Faience is the first man-made non-clay ceramic. It originated around 6000 years ago and is made of a quartz core with a glazed surface aimed to imitate the shine of semi-precious stones like turquoise and lapis lazuli. It was used to make amulets, beads and even architectural features like tiles.
Faience objects have been found all over Nubia (ancient Sudan) including at Meroe, the royal capital of the powerful Meroitic Kingdom. This includes finds from the city itself as well as from the royal pyramids: surprisingly, there are more pyramids in Sudan than in Egypt.
Juliet's research focuses on ancient vitreous materials like glass and faience, and understanding the techniques used in producing these materials. For her PhD, she investigated glass discovered in Nubia to contextualise Nubia within the broader framework of ancient glassmaking, glass-working, and glass commerce. Her work also involves looking at artefacts to determine their origins: glass from different regions has a different composition due to natural variations in the raw materials used.

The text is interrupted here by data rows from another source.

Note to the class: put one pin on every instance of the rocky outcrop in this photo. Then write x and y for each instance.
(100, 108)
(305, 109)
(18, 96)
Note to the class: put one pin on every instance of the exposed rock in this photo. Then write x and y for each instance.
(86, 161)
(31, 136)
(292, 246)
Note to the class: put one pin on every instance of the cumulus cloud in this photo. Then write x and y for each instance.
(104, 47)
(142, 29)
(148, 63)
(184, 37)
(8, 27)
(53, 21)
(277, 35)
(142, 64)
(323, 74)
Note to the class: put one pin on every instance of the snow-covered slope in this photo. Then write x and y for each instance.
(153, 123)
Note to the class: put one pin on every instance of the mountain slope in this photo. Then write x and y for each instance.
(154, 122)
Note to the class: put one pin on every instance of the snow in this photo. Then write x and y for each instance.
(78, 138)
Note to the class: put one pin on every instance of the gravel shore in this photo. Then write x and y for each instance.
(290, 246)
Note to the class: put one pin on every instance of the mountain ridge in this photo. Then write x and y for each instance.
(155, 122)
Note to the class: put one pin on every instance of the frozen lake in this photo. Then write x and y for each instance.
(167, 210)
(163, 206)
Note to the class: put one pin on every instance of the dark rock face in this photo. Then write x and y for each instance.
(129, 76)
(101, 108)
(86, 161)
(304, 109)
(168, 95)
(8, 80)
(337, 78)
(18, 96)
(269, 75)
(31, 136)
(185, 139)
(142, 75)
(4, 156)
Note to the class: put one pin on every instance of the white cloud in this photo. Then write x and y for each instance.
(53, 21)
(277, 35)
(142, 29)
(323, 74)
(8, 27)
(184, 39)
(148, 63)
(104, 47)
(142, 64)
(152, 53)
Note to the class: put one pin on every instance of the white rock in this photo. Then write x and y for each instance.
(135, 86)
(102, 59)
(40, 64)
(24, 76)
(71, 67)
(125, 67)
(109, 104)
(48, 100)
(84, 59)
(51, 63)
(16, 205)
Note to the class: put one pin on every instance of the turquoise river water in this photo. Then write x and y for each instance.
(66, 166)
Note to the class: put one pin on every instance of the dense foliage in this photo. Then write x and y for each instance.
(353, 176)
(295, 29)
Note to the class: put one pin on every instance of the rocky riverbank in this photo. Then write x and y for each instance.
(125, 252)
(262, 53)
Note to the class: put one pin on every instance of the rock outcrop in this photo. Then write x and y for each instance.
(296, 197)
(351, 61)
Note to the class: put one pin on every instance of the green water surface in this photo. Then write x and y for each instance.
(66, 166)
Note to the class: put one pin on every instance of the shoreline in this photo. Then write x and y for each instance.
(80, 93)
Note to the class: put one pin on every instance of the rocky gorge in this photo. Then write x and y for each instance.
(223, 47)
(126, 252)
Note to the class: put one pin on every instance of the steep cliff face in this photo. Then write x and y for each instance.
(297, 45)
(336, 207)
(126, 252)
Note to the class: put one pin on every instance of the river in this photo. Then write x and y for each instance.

“Faience is quite a mysterious ancient technology," Juliet recounts the mystifying nature of this vitreous material. “There's just one picture that we know of in one tomb that might be showing the manufacturing process."
Meeting ISIS instrument scientist Adrian Hillier at a conference in Liverpool was a turning point in her research. Adrian was talking about using muons to study coins from ancient Rome. Similar to X-rays, and unlike microscopy, muons are able to non-destructively penetrate samples and provide an in-depth method for profiling material structures. Unlike X-rays, they don't irradiate the material being studied, and different energies can be applied to different depths of the material. The momentum of muons can be controlled precisely; and this gives one the chance to find out an object's internal composition by penetrating beneath the surface.
Usually, to study structure of the glazes and the production process of faience, researchers need to cut samples up. Recalling her breakthrough, Juliet says, “I had a lightbulb moment – faience has different layers. Can we look at it with muons?"
She then conducted a pilot study in 2024 using a piece of broken faience tile and compared the muon results with destructive techniques and the X-ray pioneered scanning electron microscopy. After the success of the pilot study, she then returned to ISIS in 2025 with a royal shabti from the Garstang Museum of Archaeology, Liverpool.
Shabtis were artefacts constructed from a variety of material such as wood, stone and faience, and were placed in tombs for the deceased in the afterlife. This particular shabti belonged to King Analamani (c.620–600BCE) of the kingdom of Nubia.
“It's opening up new possibilities of looking at ancient artefacts without destructively sampling. We can look at a new range of objects, such as those that are unique or unbroken."
This was the first time the shabti had been chemically analysed – and preliminary results showed that it had a very high-quality body material – immensely pure when compared to other faience objects – with a copper, turquoise colour glazed exterior.
Pondering over future applications, Juliet says, “I am considering how we could use muons for glass. We could look at experimentally made glass vs ancient glass of the recipe we used." This technique could also be further utilised to look at corroded glass, studying the differences in the layers of this glass and the deterioration going down.
"Thanks to the Science and Technology Facilities Council (STFC) for approving and funding this experiment," says Juliet. "Also, many thanks to Dr Adrian Hillier and Dr Sayani Biswas for all their help before, during, and after the experiment and to Dr Gina Criscenzo Laycock of the Garstang Museum of Archaeology for access to the objects examined."